Despite the data showing that the economy’s decline is continuing in the first two months of the current financial period remittances have in fact risen by 8.8 per cent compared to the same period last year.
At present, the country’s real (or inflation adjusted) G.D.P. is $1,975.5 million, compared to $2,046.9 million in 2018-2019.
The large drop is driven mostly by a plunge in the value of tourism from $539.53 million in 2018-2019 to $375.3 million in 2019-2020, the new data showed.
Meanwhile, the current period has shown zero dollars in total receipts from visitor arrivals. This compared to $120.44 million in the two months to August last year.
Total exports for the first quarter stood at $21.76 million, 18.7 per cent lower than 2019 when they had reached $26.77 million.

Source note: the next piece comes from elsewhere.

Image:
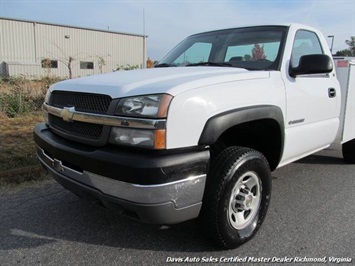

The net trade of goods deficit for the first quarter of this year reached $109.36 million, a year-on-year drop of 17.1 per cent.
According to C.B.S. data, the Government imports plummeted by 46.0 per cent to $6.92 million. Petroleum decreased by 46.7 per cent to $21.86 million due to reduced fuel demand, while the non-petroleum private sector edged down by 2.3 per cent to $102.34 million.
Agricultural products supplied to local markets fell by 20.3 per cent for the first quarter of this year on the basis of an annual comparison.
Inflation, the rise in the general level of prices, continues to fall further to 0.8 per cent in August 2020, from 1.4 per cent in August of 2019. And due to weak demand, the average prices of agricultural produce sold at the local markets also fell by 1.6 per cent.
By the end of August 2020, commercial banks were listed as “well capitalised” by the country’s central bank and in a safer position compared to the year prior.
The capital adequacy ratio - which measures the amount of capital a bank has compared to its risk exposure - is significantly higher at 29.7 per cent compared to 27.5 per cent at end June 2019.
The C.B.S. report stated that the country’s official total foreign reserves stood at $693.62 million in August. This is 37.3 per cent or $188.39 million increase compared to the year before and is an amount sufficient to cover 10.1 months of imports, the bank said.
“On the exchange rate front, the major foreign currencies have traded back to their pre-March 2020 levels, with the [U.S. Dollar] weakening since June 2020,” the C.B.S. report reads.
“Some market expectations are for the major currencies (such as those in Samoa’s Currency Basket Currency) to continue to moderate around current levels, as Covid-19 factors, domestic and global economic developments, and other global downside risks will continue to influence the foreign exchange markets.”
The report also noted that the global outlook for the next twelve months remains plagued by uncertainty, with most of the economic costs related to COVID-19 containment measures expected to hit mainly this year.